What We Become reminds us that we become nostalgic as we get older. Picture an ocean liner out of Europe in the 1920’s. This isn’t a boat holding thousands of people playing in pools all day and gorging themselves at buffets in the evening. It is elegant. People wear furs as they wave from the first-class deck. Dinner is formal, dancing is optional, smoking is compulsory. Max is a ballroom dancer who entertains unaccompanied women, or those whose partners don’t dance. As the book opens he is dancing with Mecha, the beautiful wife of the Spanish composer, Armando de Troye. The stage is set.
Suddenly we learn that Max has survived into his 60s. He is now living in Naples and remembers his years of success as a gigolo, thief and con artist. Whatever he was, he once lived in style: ocean liners, the Riviera, tuxedos, wealthy women. Now he is a chauffeur, wearing a uniform and polishing the chrome on Dr. Hugentobler’s Jaguar. As he drives the good doctor to the ferry, they discuss the latest local news: an international chess contest between the Soviet champion and a young Chilean. As he drives home he sees a man and two women. The older woman is simply and elegantly dressed, sophisticated and familiar. So begins the story that goes back and forth between the first meeting between Max and Mecha and their encounter 36 years later.
The pace of What We Become is languid, the author sets many a scene in great detail. The clothes, the facial expressions, the scents and the sounds. In Buenos Aires, the heat is oppressive, the tango sensual bordering on obscene. His relationship with Mecha begins here as a wild sexual affair. When he leaves her, her necklace goes with him. Later he meets her again among the wealthy inhabitants on the Riviera. The fascists are in control of Italy, fascists and republicans are fighting in Spain, and everyone on the Riviera is living in a world that is coming to an end. Max’s abilities are known to the wrong people and they press him into their services. Mecha’s appearance in Italy over 25 years later is as the mother of that young chess player. In the chess world there is plenty of cheating and spying going on as well.

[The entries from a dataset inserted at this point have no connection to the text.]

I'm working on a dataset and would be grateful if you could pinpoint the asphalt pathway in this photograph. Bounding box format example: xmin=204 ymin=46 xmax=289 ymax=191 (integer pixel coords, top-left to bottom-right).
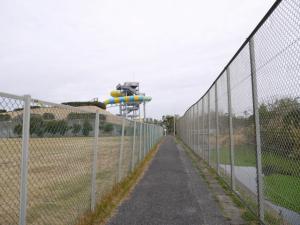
xmin=108 ymin=136 xmax=228 ymax=225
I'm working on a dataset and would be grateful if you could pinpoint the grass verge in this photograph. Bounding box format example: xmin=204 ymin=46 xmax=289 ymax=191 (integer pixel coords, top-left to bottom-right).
xmin=78 ymin=139 xmax=160 ymax=225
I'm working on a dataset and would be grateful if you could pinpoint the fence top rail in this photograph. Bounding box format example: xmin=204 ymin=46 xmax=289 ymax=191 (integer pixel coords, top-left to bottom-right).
xmin=183 ymin=0 xmax=282 ymax=116
xmin=0 ymin=92 xmax=163 ymax=126
xmin=0 ymin=92 xmax=25 ymax=101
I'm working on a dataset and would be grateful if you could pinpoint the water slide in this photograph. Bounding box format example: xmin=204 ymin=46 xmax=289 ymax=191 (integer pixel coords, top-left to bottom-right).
xmin=103 ymin=95 xmax=152 ymax=105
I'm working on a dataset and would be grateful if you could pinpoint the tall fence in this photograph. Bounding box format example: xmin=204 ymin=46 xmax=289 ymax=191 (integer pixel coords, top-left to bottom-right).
xmin=0 ymin=93 xmax=163 ymax=225
xmin=176 ymin=0 xmax=300 ymax=224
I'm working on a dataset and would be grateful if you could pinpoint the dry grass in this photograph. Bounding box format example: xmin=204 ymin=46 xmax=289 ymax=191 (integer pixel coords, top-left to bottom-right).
xmin=78 ymin=141 xmax=162 ymax=225
xmin=0 ymin=137 xmax=132 ymax=225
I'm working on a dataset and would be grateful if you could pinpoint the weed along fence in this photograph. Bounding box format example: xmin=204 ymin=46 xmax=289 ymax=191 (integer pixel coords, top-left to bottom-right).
xmin=0 ymin=93 xmax=163 ymax=225
xmin=176 ymin=0 xmax=300 ymax=224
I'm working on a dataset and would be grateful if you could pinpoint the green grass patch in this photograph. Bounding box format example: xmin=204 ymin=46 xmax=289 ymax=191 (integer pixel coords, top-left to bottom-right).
xmin=264 ymin=174 xmax=300 ymax=213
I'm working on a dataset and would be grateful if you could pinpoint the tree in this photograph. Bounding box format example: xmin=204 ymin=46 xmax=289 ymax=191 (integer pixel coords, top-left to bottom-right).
xmin=259 ymin=98 xmax=300 ymax=159
xmin=82 ymin=120 xmax=93 ymax=136
xmin=45 ymin=120 xmax=69 ymax=135
xmin=30 ymin=114 xmax=44 ymax=137
xmin=162 ymin=115 xmax=174 ymax=134
xmin=0 ymin=114 xmax=11 ymax=121
xmin=103 ymin=123 xmax=114 ymax=133
xmin=72 ymin=123 xmax=81 ymax=136
xmin=14 ymin=124 xmax=23 ymax=136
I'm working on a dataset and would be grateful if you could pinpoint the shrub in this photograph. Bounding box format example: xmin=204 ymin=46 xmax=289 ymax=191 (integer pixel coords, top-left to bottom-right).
xmin=42 ymin=113 xmax=55 ymax=120
xmin=82 ymin=120 xmax=93 ymax=136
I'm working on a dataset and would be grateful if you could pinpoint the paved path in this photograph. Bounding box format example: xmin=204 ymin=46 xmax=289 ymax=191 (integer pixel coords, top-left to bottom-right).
xmin=108 ymin=136 xmax=228 ymax=225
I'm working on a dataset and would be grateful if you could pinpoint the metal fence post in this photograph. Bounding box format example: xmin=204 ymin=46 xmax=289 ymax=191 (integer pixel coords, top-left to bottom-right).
xmin=202 ymin=98 xmax=205 ymax=160
xmin=207 ymin=90 xmax=211 ymax=166
xmin=139 ymin=122 xmax=143 ymax=162
xmin=226 ymin=67 xmax=235 ymax=191
xmin=173 ymin=114 xmax=176 ymax=137
xmin=143 ymin=123 xmax=147 ymax=159
xmin=197 ymin=102 xmax=200 ymax=155
xmin=118 ymin=118 xmax=125 ymax=182
xmin=91 ymin=110 xmax=99 ymax=211
xmin=131 ymin=121 xmax=136 ymax=172
xmin=249 ymin=38 xmax=264 ymax=221
xmin=19 ymin=95 xmax=31 ymax=225
xmin=215 ymin=82 xmax=220 ymax=175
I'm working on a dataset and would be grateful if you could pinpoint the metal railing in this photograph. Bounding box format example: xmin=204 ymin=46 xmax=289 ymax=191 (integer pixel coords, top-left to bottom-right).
xmin=176 ymin=0 xmax=300 ymax=224
xmin=0 ymin=93 xmax=163 ymax=225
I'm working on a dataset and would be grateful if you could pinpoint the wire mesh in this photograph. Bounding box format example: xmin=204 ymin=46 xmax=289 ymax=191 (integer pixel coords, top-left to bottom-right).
xmin=0 ymin=93 xmax=163 ymax=225
xmin=254 ymin=0 xmax=300 ymax=224
xmin=177 ymin=0 xmax=300 ymax=225
xmin=0 ymin=95 xmax=24 ymax=224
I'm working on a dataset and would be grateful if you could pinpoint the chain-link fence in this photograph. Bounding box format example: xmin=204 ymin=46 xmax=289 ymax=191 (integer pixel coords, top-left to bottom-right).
xmin=0 ymin=93 xmax=163 ymax=225
xmin=177 ymin=0 xmax=300 ymax=225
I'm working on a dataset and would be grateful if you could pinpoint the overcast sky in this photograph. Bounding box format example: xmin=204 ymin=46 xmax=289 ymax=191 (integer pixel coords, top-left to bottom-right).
xmin=0 ymin=0 xmax=274 ymax=118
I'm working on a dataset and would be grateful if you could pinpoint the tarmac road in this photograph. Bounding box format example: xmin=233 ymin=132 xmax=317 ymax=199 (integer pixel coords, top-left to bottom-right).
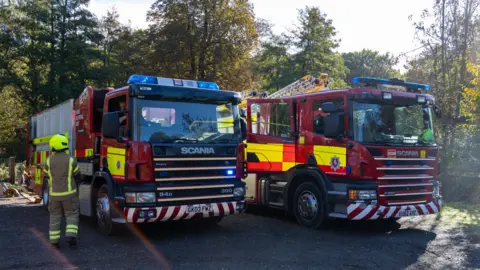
xmin=0 ymin=197 xmax=480 ymax=269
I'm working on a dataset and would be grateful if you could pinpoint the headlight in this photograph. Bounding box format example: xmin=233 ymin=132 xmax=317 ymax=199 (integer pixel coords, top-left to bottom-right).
xmin=348 ymin=189 xmax=377 ymax=200
xmin=125 ymin=192 xmax=137 ymax=203
xmin=137 ymin=192 xmax=155 ymax=203
xmin=125 ymin=192 xmax=155 ymax=203
xmin=233 ymin=187 xmax=245 ymax=197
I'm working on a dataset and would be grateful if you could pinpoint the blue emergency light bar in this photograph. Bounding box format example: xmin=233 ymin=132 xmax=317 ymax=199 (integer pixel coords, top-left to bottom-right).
xmin=127 ymin=75 xmax=220 ymax=90
xmin=352 ymin=77 xmax=430 ymax=91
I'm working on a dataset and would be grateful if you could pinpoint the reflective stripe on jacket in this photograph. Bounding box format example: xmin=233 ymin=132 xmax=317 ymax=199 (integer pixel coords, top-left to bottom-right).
xmin=45 ymin=152 xmax=80 ymax=200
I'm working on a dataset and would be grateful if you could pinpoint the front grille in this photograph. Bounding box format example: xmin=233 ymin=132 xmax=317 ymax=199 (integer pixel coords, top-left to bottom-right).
xmin=374 ymin=157 xmax=435 ymax=206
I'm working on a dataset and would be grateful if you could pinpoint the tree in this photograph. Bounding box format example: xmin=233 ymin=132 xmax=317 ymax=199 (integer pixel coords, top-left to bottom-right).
xmin=148 ymin=0 xmax=257 ymax=91
xmin=0 ymin=86 xmax=26 ymax=158
xmin=286 ymin=6 xmax=347 ymax=87
xmin=0 ymin=0 xmax=101 ymax=112
xmin=343 ymin=49 xmax=401 ymax=83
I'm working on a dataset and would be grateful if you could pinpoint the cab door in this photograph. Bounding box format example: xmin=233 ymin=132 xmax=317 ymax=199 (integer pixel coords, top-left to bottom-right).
xmin=246 ymin=99 xmax=296 ymax=173
xmin=101 ymin=93 xmax=131 ymax=182
xmin=303 ymin=95 xmax=347 ymax=177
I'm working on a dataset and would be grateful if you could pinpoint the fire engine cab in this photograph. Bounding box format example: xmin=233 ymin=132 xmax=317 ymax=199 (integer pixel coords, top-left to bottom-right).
xmin=27 ymin=75 xmax=246 ymax=234
xmin=245 ymin=78 xmax=442 ymax=228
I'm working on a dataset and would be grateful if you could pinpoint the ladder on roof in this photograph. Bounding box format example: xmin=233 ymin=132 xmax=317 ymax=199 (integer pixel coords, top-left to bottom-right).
xmin=238 ymin=73 xmax=330 ymax=109
xmin=265 ymin=73 xmax=329 ymax=98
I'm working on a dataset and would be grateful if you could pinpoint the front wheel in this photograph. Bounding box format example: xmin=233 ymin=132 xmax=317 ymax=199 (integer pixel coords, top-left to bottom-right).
xmin=95 ymin=184 xmax=117 ymax=235
xmin=293 ymin=182 xmax=327 ymax=229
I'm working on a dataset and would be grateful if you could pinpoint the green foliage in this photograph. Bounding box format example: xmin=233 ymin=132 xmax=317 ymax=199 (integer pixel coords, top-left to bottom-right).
xmin=343 ymin=49 xmax=401 ymax=83
xmin=148 ymin=0 xmax=257 ymax=91
xmin=254 ymin=7 xmax=348 ymax=91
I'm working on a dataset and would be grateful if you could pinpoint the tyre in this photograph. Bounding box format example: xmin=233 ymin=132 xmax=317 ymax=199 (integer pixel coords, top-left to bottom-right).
xmin=95 ymin=184 xmax=118 ymax=235
xmin=42 ymin=180 xmax=50 ymax=211
xmin=293 ymin=182 xmax=328 ymax=229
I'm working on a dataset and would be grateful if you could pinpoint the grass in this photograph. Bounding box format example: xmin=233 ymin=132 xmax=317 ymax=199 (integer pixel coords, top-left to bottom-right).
xmin=439 ymin=202 xmax=480 ymax=227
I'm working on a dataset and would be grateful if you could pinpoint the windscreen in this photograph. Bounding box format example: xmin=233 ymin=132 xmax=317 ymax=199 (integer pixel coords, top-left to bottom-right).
xmin=136 ymin=100 xmax=240 ymax=144
xmin=353 ymin=101 xmax=435 ymax=145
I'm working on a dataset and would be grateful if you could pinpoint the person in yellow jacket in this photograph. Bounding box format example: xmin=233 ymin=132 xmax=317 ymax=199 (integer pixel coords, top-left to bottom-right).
xmin=45 ymin=134 xmax=81 ymax=248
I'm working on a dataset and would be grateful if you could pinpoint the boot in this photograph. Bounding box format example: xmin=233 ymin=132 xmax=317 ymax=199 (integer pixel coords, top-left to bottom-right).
xmin=65 ymin=236 xmax=77 ymax=248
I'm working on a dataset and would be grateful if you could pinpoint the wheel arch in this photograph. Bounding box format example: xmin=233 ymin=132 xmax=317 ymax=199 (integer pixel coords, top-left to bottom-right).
xmin=92 ymin=171 xmax=114 ymax=200
xmin=284 ymin=165 xmax=333 ymax=213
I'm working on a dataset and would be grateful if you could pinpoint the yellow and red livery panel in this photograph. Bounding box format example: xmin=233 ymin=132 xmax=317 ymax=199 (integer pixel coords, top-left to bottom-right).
xmin=246 ymin=143 xmax=347 ymax=175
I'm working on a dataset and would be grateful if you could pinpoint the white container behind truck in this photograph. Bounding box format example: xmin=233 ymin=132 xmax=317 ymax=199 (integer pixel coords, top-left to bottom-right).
xmin=26 ymin=99 xmax=75 ymax=206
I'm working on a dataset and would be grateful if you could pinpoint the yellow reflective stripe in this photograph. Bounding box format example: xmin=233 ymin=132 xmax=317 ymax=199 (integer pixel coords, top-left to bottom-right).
xmin=67 ymin=158 xmax=73 ymax=192
xmin=47 ymin=157 xmax=53 ymax=188
xmin=107 ymin=147 xmax=126 ymax=155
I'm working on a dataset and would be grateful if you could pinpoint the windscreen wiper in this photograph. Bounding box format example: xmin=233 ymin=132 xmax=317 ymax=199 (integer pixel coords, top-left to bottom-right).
xmin=172 ymin=137 xmax=198 ymax=143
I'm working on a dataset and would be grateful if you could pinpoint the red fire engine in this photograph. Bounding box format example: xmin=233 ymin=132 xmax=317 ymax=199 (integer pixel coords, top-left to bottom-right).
xmin=27 ymin=75 xmax=246 ymax=234
xmin=245 ymin=78 xmax=442 ymax=228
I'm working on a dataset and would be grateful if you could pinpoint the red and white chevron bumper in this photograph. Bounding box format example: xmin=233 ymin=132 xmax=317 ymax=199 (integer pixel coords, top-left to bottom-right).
xmin=347 ymin=200 xmax=442 ymax=220
xmin=124 ymin=202 xmax=245 ymax=223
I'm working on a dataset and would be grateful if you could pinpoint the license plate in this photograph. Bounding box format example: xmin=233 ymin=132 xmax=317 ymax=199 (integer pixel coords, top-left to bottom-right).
xmin=187 ymin=205 xmax=213 ymax=213
xmin=398 ymin=210 xmax=418 ymax=217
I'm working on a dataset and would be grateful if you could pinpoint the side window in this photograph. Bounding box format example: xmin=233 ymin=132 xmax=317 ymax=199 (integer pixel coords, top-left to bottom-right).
xmin=108 ymin=96 xmax=127 ymax=112
xmin=108 ymin=96 xmax=128 ymax=137
xmin=251 ymin=103 xmax=291 ymax=138
xmin=312 ymin=98 xmax=344 ymax=134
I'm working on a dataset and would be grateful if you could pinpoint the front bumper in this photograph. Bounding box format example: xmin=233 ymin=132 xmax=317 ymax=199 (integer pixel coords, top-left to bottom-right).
xmin=123 ymin=201 xmax=245 ymax=223
xmin=347 ymin=199 xmax=442 ymax=220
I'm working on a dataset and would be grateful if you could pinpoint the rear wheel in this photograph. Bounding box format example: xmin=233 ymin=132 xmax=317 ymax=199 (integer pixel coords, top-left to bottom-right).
xmin=293 ymin=182 xmax=327 ymax=229
xmin=95 ymin=184 xmax=118 ymax=235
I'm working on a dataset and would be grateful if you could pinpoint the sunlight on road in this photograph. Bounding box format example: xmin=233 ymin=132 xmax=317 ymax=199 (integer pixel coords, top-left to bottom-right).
xmin=30 ymin=227 xmax=78 ymax=269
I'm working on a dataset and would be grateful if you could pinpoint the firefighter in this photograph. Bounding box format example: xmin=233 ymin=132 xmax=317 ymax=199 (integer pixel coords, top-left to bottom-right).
xmin=45 ymin=134 xmax=81 ymax=249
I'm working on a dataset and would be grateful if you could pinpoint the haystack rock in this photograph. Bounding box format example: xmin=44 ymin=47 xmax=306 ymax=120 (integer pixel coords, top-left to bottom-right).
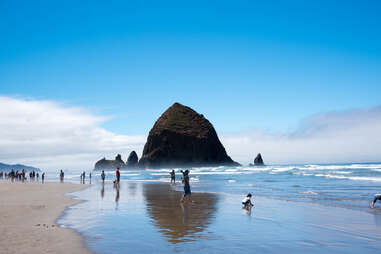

The book skips back and forth between Max’s old world and the new. He is clearly less comfortable in the new world. Age is a bitch, he is no longer slim and nimble, and while still attractive, his best days are behind him. He also sees Mecha as someone who has clearly aged, still elegant but no longer beautiful. It’s a shallow observation, but it’s all he has to go on. That is not to say that he isn’t still up for a scam. He can still pull off appearances and with his boss out of town, he takes the car and some clothes and emerges at Mecha’s hotel an elegant older gentleman. His scam doesn’t quite go as planned, as he is enlisted once again in someone else’s scheme.
Overall, I enjoyed this book, although it took me a while to get through it. The pacing is uneven, and the slow bits caused me to put the book down more often than I might otherwise. I read The Club Dumas many years ago. I don’t remember it well, but I don’t recall the tempo being quite so uneven. I found a copy in our shelves and may have to reread it.